# Week 3: Dictionaries and files

In [1]:
print('Hello!')

Hello!


In [2]:
# to create executable Python programs, you can use Pyinstaller
# go to https://pyinstaller.org/ for more details

In [3]:
# we talked a bit at the end about tuples
# tuples are basically immutable lists

t = (10, 20, 30, 40, 50)
type(t)

tuple

In [5]:
# no parentheses needed for tuples!  The comma is the most important thing
t = 10, 20, 30, 40, 50
type(t)

tuple

In [6]:
mylist = [10, 20, 30]
x = mylist

x  # it'll be [10, 20, 30], of course

[10, 20, 30]

In [7]:
x,y,z = mylist

In [8]:
x

10

In [9]:
y

20

In [10]:
z

30

In [11]:
# this is known as "tuple unpacking," because the variables on the left
# are in a tuple

# so long as the data on the right is iterable (i.e., can run in a for loop)
# and so long as the number of elements on the right == number of variables on the left
# then we're OK!

x,y,z = 'abc'

x

'a'

In [12]:
y

'b'

In [13]:
z

'c'

In [14]:
person = ('Reuven', 'Lerner', 46)

# this is a tuple describing a person's information (first, last, shoe_size)

In [15]:
first_name, last_name, shoe_size = person

In [16]:
first_name

'Reuven'

In [17]:
last_name

'Lerner'

In [18]:
shoe_size

46

In [20]:
x = 222   # x is an integer, 222
y = 444   # y is an integer, 444

# (1) in assignment, right side before left side
# (2) on the right, we're creating a new tuple from (y,x)
# (3) on the left, we're using unpacking to grab two values and assign them to x and y
# (4) it's a complete coincidence that x,y is on the left and y,x is on the right
# The effect?  We have swapped the variables' values

x,y = y,x

In [21]:
x

444

In [22]:
y

222

# Dictionaries

Dictionaries (aka "dicts" in Python) are not unique to Python.  They have other names in other languages:

- Associative arrays
- Hash tables
- Hash maps
- Hashes
- Key value pairs
- Name value pairs

And some other names, too...

Dicts give us a combination of benefits.

In [24]:
# define a new dictionary using {}  (curly braces)
# a dict always has pairs of data -- key-value pairs, 

# (1) use curly braces
# (2) the pairs are separated by commas
# (3) the keys and values are separated by colons
# (4) you can use any type (more or less) for keys and values
#   values can be ABSOLUTELY ANYTHING AT ALL -- strings, lists, dicts, etc.

d = {'a':1, 'b':2, 'c':3}

In [25]:
# to retrieve from a dict, we use [] and the key
d['a']

1

In [26]:
d['b']

2

In [27]:
d['c']

3

In [29]:
d['x']  # the key 'x' does not exist, so we get an error

KeyError: 'x'

In [30]:
# what if I want to find out if a key exists in a dict?
# I can use the "in" operator
# "in" *ONLY* looks in the keys!  It never looks at the values!

In [31]:
'a' in d

True

In [32]:
'x' in d

False

In [33]:
1 in d

False

In [34]:
# Keys must be unique.  If you try to create a dict with a key 
# that repeats, Python will enforce the uniqueness.

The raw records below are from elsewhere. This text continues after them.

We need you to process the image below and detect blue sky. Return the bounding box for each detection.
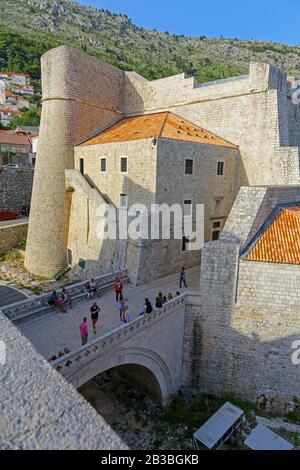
[77,0,300,44]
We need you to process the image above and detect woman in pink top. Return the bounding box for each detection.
[79,317,89,345]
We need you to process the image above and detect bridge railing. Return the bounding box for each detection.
[52,294,186,375]
[1,269,127,321]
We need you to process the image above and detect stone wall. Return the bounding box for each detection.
[25,46,123,277]
[221,186,300,245]
[0,312,127,450]
[0,168,34,213]
[74,138,241,284]
[124,63,300,185]
[183,187,300,411]
[0,220,28,254]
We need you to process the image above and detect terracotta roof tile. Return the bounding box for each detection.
[81,112,236,148]
[244,205,300,264]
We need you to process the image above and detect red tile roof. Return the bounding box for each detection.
[244,205,300,264]
[81,112,236,148]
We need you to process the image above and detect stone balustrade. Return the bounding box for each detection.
[52,294,187,376]
[1,269,127,321]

# there is no restriction on the values, and how often they repeat

d = {'a':1, 'b':2, 'a':3, 'b':4}
d

{'a': 3, 'b': 4}

In [35]:
# the keys of a dict can be any IMMUTABLE type -- strings, ints, floats, even tuples
# but *not* lists or dicts

In [36]:
# a list or tuple can contain anything, but its indexes are always going to be
# integers, starting at 0

# a dict's keys can be any ints, or any string, giving us more semantic power
# -- our data structure can feel more human

# Summary of dicts, so far

- We create a dict with `{}`, and key-value pairs inside of the `{}`
- Pairs are separated with commas
- Keys and values are separated by `:`
- Keys must be immutable (strings, ints, floats, tuples)
- Keys are unique -- only once in each dict
- Values can be absolutely anything at all, of any type, and can repeat
- Search for a key in a dict with `in`: `k in d`
- Retrieve from a dict with `[]`
- Every key must have a value, and every value must have a key.

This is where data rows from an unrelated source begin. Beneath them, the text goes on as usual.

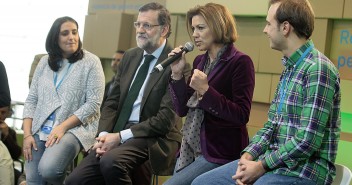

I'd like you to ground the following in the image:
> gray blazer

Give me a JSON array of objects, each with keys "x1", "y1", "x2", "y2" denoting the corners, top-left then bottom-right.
[{"x1": 23, "y1": 51, "x2": 105, "y2": 150}]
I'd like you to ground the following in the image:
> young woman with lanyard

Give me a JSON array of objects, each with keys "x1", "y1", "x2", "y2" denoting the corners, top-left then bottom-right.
[{"x1": 23, "y1": 17, "x2": 105, "y2": 185}]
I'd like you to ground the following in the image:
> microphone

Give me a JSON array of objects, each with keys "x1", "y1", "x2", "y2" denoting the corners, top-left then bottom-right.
[{"x1": 152, "y1": 42, "x2": 194, "y2": 73}]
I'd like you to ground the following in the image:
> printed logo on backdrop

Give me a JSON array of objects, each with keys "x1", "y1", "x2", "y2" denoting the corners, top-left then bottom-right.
[{"x1": 330, "y1": 20, "x2": 352, "y2": 80}]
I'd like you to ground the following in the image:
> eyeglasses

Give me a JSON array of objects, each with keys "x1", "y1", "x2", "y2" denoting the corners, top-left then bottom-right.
[{"x1": 133, "y1": 22, "x2": 162, "y2": 30}]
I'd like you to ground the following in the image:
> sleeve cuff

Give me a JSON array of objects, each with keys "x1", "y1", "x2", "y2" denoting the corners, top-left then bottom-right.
[{"x1": 120, "y1": 129, "x2": 133, "y2": 143}]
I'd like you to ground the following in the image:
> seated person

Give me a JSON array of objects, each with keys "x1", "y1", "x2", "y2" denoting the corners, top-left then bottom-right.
[{"x1": 0, "y1": 105, "x2": 22, "y2": 184}]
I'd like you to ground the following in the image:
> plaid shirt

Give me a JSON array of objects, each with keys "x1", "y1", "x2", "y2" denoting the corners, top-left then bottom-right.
[{"x1": 244, "y1": 41, "x2": 341, "y2": 184}]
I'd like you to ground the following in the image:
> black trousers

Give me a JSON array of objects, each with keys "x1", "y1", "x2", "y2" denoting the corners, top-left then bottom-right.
[{"x1": 65, "y1": 138, "x2": 152, "y2": 185}]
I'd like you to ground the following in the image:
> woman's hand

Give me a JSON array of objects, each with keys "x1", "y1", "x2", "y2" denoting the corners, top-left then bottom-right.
[
  {"x1": 168, "y1": 46, "x2": 186, "y2": 80},
  {"x1": 23, "y1": 134, "x2": 38, "y2": 161},
  {"x1": 189, "y1": 69, "x2": 209, "y2": 96},
  {"x1": 45, "y1": 124, "x2": 67, "y2": 147}
]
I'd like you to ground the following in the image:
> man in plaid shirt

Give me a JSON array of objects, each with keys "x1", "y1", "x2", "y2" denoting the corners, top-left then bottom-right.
[{"x1": 192, "y1": 0, "x2": 341, "y2": 185}]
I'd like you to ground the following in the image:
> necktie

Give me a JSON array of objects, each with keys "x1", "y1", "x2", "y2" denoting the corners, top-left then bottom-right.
[{"x1": 114, "y1": 55, "x2": 154, "y2": 133}]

- You can use variables, as well:


In [37]:
d = {'a':1, 'b':2, 'c':3}
k = 'a'
d[k]   # this will retrieve d['a'], because the variable k contains 'a'

1

# Exercise: Restaurant

1. Define a variable, `total`, to be 0.
2. Define a variable, `menu`, to be a dict. The keys in the dict will be the items on the menu, and the values will be the prices.
3. Ask the user, repeatedly, to enter their order.
    - If they enter an empty string, stop looping and print the total
    - If they enter a string, and that item is on the menu, then print the price, the new total, and ask again
    - If they enter a string, and that item is *not* on the menu, then scold them, and ask again
4. Print the final total.

Example:

    Order: sandwich
    sandwich costs 10, total is 10
    Order: tea
    tea costs 5, total is 15
    Order: elephant
    We are fresh out of elephant today!
    Order: [ENTER]
    Total is 15
    
### Hints and reminders
- Use a `while True` loop to loop infinitely
- Check if the user entered an empty string, and then `break` from the loop


In [38]:
total = 0
menu = {'sandwich':10, 'tea':5, 'cake':3, 'apple':2}

while True:
    order = input('Order: ').strip()  # get input, remove surrounding whitespace
    
    if order == '':      # did we get nothing at all? break from the "while" loop
        break
        
    if order in menu:        # is the user's input a key in our "menu" dict?
        price = menu[order]  # retrieve the price of the user's order
        total += price       # add price to total
        print(f'{order} costs {price}; total is now {total}')
    else:
        print(f'Sorry, we are out of {order} today!')
        
print(f'Total is {total}.')

Order: sandwich
sandwich costs 10; total is now 10
Order: tea
tea costs 5; total is now 15
Order: apple
apple costs 2; total is now 17
Order: banana
Sorry, we are out of banana today!
Order: 
Total is 17.


In [39]:
# can we modify dictionaries?
# that is: are they mutable?

# YES WE CAN!

d = {}     # empty dict
d['a'] = 1 # adds the key-value pair 'a':1 to our dict

d

{'a': 1}

In [40]:
d['b'] = 2
d

{'a': 1, 'b': 2}

In [41]:
d['c'] = 3
d

{'a': 1, 'b': 2, 'c': 3}

In [42]:
# there isn't any "append" method for dicts, as we saw for lists
# we just assign a new key-value pair, and it's added to the dict.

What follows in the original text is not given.